The Downsides of Childhood and Adolescence

Glorification of childhood can be found often. Usually the argument goes something like this:

It was so great to be a child! No responsibilities, no taxes, no health concerns. School is much more pleasant than work. So much free time. Just playing and having fun!”

Parts of this can be challenged on factual level (free time, school more pleasant), but I won’t even go that route. Unpacking this would be a waste of time.

Any phase in life has pros and cons. What is so stupid about this way of childhood glorification is comparing the downsides of adulthood with the upsides of childhood while leaving the opposite parts out. Still the majority buys that and looks back to their own time as a minor with rose-colored glasses. Excessive nostalgia casts a distorting veil of self-deception over the memories of such clowns who oversimplify everything.

Twilight Zone

When watching Rod Serling’s Twilight Zone (yes, I typed a capital W at first because of muscle memory recalling TWilight Menu++) I had to switch off the TV and think a lot after the episode “The Incredible World of Horace Ford”. A great story showing the problem visually. The childish and somewhat brilliant (but unworldly) toy designer Horace Ford not only glorifies his childhood but took “Keep your inner child forever” to the extreme. In the end he gets confronted with the obvious reality I mentioned above: any phase in life has pros and cons.

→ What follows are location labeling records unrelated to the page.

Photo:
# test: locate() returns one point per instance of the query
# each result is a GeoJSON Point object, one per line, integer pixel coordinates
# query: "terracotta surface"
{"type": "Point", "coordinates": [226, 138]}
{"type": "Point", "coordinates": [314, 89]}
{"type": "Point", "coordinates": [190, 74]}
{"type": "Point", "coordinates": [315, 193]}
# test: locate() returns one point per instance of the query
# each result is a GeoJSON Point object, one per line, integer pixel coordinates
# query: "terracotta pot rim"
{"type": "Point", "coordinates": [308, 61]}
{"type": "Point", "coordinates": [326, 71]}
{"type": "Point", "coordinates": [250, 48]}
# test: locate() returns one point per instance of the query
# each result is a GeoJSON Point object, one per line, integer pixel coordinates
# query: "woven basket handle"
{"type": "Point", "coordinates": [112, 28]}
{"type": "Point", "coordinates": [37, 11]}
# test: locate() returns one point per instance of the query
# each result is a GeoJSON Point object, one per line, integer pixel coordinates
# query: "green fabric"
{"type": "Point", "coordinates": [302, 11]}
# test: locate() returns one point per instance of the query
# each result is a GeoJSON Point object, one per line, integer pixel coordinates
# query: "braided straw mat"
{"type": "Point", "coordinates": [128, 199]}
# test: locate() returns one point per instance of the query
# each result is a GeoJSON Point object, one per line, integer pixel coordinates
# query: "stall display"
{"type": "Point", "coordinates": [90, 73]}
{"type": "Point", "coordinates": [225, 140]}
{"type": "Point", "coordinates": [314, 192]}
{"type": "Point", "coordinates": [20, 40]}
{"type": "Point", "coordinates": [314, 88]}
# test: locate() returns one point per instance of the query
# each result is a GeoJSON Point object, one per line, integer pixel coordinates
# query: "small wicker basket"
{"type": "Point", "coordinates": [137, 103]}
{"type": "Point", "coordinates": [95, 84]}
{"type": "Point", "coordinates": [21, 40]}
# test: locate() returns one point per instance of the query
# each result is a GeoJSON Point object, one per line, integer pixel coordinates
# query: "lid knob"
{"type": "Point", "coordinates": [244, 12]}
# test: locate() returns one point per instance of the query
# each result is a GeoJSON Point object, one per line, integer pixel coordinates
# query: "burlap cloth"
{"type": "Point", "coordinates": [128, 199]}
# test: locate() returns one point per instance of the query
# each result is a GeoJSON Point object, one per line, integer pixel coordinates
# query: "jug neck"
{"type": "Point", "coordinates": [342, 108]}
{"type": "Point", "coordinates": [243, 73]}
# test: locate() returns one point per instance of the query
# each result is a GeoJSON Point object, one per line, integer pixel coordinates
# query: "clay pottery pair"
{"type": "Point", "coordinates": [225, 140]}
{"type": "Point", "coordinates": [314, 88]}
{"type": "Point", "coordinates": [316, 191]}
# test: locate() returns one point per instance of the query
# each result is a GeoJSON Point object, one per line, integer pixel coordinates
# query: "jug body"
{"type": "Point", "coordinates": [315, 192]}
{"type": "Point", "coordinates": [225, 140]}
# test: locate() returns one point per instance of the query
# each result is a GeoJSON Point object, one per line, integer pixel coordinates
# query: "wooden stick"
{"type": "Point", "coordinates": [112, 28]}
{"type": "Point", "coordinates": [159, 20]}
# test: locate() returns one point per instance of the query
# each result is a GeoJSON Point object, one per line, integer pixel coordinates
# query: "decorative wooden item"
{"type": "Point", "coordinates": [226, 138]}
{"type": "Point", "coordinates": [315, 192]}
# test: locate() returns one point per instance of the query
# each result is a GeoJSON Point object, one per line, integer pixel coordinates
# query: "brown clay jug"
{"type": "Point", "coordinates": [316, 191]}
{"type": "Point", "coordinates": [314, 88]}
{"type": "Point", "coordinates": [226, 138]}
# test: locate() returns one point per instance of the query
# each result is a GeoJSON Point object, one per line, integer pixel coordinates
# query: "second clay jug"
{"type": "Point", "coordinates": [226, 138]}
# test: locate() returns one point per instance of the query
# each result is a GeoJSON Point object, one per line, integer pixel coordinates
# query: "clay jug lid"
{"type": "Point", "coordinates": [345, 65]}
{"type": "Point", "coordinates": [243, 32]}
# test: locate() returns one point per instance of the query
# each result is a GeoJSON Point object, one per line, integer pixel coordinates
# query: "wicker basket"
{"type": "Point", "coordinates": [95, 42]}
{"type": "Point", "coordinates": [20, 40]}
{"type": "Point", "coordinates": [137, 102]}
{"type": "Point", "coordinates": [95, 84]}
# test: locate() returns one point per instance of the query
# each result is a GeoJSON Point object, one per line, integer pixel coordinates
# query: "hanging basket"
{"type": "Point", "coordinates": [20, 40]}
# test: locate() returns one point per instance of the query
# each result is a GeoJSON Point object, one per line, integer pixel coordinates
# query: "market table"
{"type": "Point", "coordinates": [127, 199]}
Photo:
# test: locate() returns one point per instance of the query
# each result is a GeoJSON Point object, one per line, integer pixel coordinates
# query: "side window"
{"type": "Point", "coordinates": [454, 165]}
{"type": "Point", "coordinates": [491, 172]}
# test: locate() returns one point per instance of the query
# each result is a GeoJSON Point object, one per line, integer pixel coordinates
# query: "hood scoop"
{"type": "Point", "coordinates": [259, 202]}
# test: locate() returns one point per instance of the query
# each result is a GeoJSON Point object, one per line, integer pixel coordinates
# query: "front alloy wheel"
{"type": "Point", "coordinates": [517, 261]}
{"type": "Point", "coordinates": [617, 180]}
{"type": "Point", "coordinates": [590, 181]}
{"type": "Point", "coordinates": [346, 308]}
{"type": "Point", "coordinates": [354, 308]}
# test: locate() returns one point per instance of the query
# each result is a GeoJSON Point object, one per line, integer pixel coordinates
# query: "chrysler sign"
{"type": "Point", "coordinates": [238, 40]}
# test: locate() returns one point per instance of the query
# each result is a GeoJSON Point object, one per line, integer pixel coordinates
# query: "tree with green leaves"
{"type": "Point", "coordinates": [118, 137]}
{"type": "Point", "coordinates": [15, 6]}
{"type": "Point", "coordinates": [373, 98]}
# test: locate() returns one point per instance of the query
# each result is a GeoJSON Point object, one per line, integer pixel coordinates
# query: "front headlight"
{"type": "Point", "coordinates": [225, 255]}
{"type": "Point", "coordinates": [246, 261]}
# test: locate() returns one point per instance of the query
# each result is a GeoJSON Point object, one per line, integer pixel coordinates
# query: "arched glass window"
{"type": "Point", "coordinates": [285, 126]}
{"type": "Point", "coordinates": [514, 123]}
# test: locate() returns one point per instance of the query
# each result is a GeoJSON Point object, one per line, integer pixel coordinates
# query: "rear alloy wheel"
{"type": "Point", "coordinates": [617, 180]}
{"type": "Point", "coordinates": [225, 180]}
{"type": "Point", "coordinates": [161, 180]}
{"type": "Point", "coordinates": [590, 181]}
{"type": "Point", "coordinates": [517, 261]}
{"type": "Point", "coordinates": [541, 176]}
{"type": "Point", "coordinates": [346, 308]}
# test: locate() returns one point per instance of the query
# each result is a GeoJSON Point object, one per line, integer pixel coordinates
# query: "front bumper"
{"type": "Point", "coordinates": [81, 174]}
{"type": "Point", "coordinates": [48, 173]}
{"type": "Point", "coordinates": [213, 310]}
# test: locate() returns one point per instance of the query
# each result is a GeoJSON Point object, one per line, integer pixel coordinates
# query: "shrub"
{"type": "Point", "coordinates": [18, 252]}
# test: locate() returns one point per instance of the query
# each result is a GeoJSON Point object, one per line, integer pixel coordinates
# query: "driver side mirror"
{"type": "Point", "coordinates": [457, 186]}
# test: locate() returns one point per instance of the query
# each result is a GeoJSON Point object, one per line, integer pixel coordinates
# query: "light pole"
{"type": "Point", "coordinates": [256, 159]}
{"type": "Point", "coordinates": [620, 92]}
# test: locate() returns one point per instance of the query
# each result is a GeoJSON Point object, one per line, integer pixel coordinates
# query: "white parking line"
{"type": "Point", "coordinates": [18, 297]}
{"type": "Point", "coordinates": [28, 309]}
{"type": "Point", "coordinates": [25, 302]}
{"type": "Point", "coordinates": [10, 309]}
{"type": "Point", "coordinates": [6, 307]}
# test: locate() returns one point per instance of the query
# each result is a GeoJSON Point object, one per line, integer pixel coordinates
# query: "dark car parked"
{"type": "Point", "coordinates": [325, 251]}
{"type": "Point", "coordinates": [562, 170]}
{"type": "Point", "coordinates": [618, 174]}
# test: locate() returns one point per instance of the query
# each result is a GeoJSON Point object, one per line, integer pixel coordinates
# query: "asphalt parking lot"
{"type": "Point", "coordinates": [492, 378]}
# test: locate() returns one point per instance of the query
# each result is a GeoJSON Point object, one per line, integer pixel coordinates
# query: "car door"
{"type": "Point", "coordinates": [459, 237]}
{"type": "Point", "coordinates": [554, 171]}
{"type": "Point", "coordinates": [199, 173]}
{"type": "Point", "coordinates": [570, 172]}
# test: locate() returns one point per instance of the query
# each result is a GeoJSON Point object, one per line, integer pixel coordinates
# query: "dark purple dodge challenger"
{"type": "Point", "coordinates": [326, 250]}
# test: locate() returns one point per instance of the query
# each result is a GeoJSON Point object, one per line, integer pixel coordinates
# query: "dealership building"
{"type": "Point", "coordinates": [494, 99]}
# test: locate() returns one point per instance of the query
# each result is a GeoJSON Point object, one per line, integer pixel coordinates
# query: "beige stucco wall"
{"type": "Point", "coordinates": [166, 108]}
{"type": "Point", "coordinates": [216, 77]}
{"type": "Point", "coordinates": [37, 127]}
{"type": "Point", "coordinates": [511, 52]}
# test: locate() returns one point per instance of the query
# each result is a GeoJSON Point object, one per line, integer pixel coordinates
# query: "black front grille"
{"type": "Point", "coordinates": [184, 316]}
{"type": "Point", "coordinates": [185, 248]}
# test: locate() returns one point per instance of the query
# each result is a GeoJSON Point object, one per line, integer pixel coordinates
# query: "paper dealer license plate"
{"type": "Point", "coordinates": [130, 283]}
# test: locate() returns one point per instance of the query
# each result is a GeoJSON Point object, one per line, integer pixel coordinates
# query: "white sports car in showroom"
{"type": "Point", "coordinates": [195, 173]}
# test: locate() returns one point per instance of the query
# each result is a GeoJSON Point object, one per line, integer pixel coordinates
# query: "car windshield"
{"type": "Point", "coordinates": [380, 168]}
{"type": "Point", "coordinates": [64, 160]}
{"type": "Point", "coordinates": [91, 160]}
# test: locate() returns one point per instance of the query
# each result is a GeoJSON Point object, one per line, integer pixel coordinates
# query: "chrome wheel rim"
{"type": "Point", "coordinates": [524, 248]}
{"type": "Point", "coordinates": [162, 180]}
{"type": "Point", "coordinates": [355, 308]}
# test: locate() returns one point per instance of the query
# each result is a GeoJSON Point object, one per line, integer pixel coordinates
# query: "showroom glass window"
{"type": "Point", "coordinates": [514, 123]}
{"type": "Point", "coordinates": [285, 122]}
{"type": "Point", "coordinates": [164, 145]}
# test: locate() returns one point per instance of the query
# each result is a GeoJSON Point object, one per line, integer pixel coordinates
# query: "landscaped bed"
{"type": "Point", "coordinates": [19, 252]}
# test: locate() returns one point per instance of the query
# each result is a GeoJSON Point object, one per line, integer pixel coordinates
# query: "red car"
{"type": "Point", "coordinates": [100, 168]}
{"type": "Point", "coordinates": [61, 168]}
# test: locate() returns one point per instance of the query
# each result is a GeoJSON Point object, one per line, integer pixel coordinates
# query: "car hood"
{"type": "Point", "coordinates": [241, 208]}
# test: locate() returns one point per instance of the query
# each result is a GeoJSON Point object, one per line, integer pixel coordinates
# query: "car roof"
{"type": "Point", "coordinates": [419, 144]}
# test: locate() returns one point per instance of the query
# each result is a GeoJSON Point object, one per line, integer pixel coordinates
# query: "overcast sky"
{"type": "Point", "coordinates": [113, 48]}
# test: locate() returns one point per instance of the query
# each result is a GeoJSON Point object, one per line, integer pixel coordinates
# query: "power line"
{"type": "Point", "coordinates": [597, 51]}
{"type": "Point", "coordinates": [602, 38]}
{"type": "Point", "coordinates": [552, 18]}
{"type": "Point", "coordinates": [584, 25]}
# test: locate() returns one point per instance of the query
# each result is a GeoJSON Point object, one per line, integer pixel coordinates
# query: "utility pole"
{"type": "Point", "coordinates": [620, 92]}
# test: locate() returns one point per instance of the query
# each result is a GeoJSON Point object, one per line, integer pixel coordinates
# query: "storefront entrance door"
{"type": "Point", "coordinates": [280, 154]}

Twilight Zone is TV entertainment. It is a series with elements from fantasy, science fiction and horror. It’s certainly not high literature, but a few episodes shine and go surprisingly deep.

Right of Self-determination + Insignificant Problems

A)I myself aren’t a representative example. I’m completely shielded from any nostalgia-dimmed look on my youth because it was hell. Getting tortured and almost killed with psycho-drugs isn’t the average youth. What can be taken from the story of my own life is the underlying cause for the torture: minors are dependent on decisions made by others. They aren’t allowed to decide for themselves, “for their own good”. Yeah, right.

The power imbalance between minors and adults should really be obvious to anyone. But this is one of the issues that tends to be overlooked when people look at things through their rose-colored glasses of nostalgia. Maybe this is a case of…

IT’S A SECRET

TO EVERYBODY.

…and I just spilled the beans.

B) Sinchen is a peaceful old girl. I detest physical violence. But in my head, in my thoughts, I sometimes feel a tingling sensation. The urge to wipe that smug, condescending, stupid grin—the one that spreads across the faces of many adults when they dismiss a child’s or teenager’s problems as trivial—with a Falcon Punch.

Whether it’s heartbreak, or fear of something or someone at school, a fight with your best friend—none of it is recognized as important. “Grow up first! Then you’ll learn what real problems are.”

Even if some of an eight-year-old’s problems seem unimportant to an adult—and may even be objectively so—for a developing personality lacking coping mechanisms, these problems are real, intense, and seemingly insurmountable.

Your child is counting on your help, on your guidance for coping strategies… and gets a condescending smirk and a snide remark.

As I said, I’m absolutely peaceful, but when I see and hear that, I hear in my head: “FALCON… PUNCH!!!”